Laduni.ID, Jakarta – Pada awal abad ke-9 Masehi, Kekaisaran Bizantium tengah berada dalam situasi yang rumit secara politik dan militer. Kaisar Nicephorus I, yang berkuasa dari tahun 802 Masehi, memiliki ambisi besar untuk memperluas kekaisaran dan memperkuat otoritasnya. Pilihan Nicephorus ada dua, antara melawan Kekhalifahan atau Bulgaria yang pada masa itu semakin kuat dan bersatu di bawah kekuasaan Khan Krum.
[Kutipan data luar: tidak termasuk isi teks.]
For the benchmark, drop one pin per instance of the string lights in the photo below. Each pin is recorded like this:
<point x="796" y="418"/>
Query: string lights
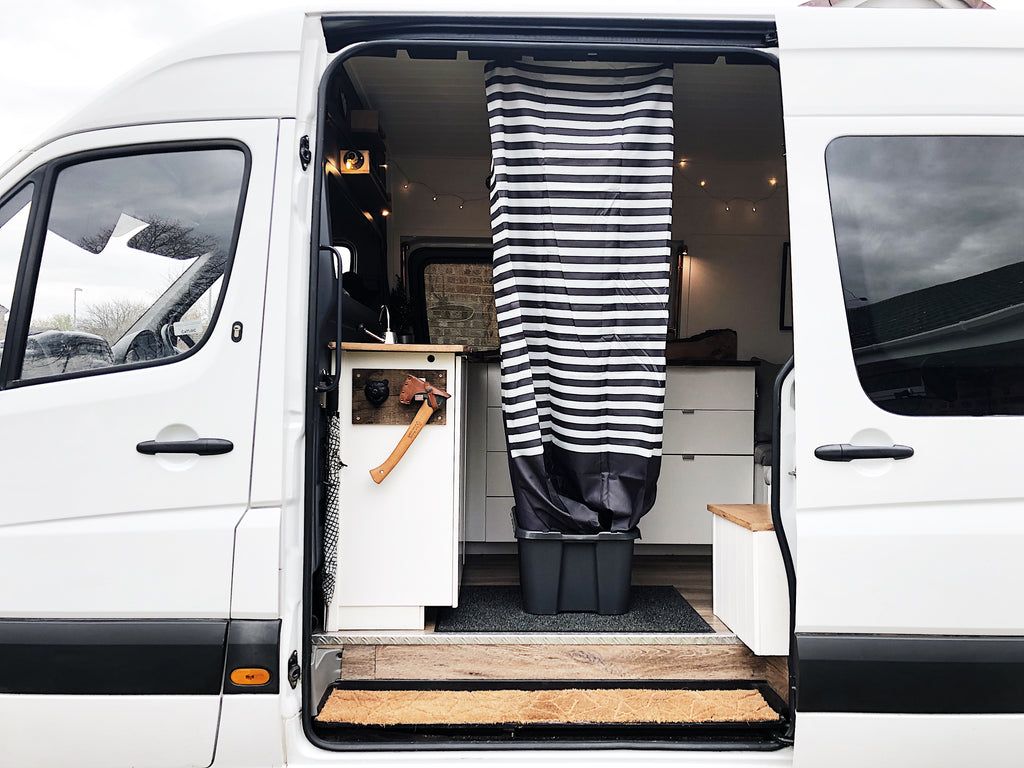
<point x="728" y="203"/>
<point x="701" y="183"/>
<point x="435" y="196"/>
Nicephorus I lebih memilih Bulgaria karena secara peta dunia, wilayah Bulgaria jauh lebih dekat dibanding dengan kekhalifahan, apalagi pada masa itu Baghdad sedang mengalami perang saudara antara kedua anak Harun Ar-Rasyid, ia memilih hal yang lebih urgent dekat wilayahnya. Ketegangan ini akhirnya memuncak menjadi konflik terbuka ketika Nicephorus memutuskan untuk melancarkan invasi besar-besaran pada tahun 811 Masehi, sebuah keputusan yang kelak dikenang sebagai salah satu bencana terbser dalam sejarah militer Bizantium.
Ibukota Pliska
Tidak main-main, Nicephorus mengumpulkan ribuan pasukan, semua pasukan yang tersedia ia panggil, tidak tekecuali pasukan Romawi yang berada di Anatolia. Sehingga ia berhasil mengumpulkan lebih dari 50.000 ribu prajurit, jumlah yang cukup untuk menginvasi sebuah wilayah.
Pasukan besar itu kemudian bergerak menuju utara dari Ibukota Bizantium. Ketika telah memasuki wilayah Bulgaria, Khan Krum terkejut dengan jumlah pasukan yang dibawa Romawi begitu besar. Krum segera mengirimkan utusannya untuk melakukan perjanjian damai dengan Nicephorus.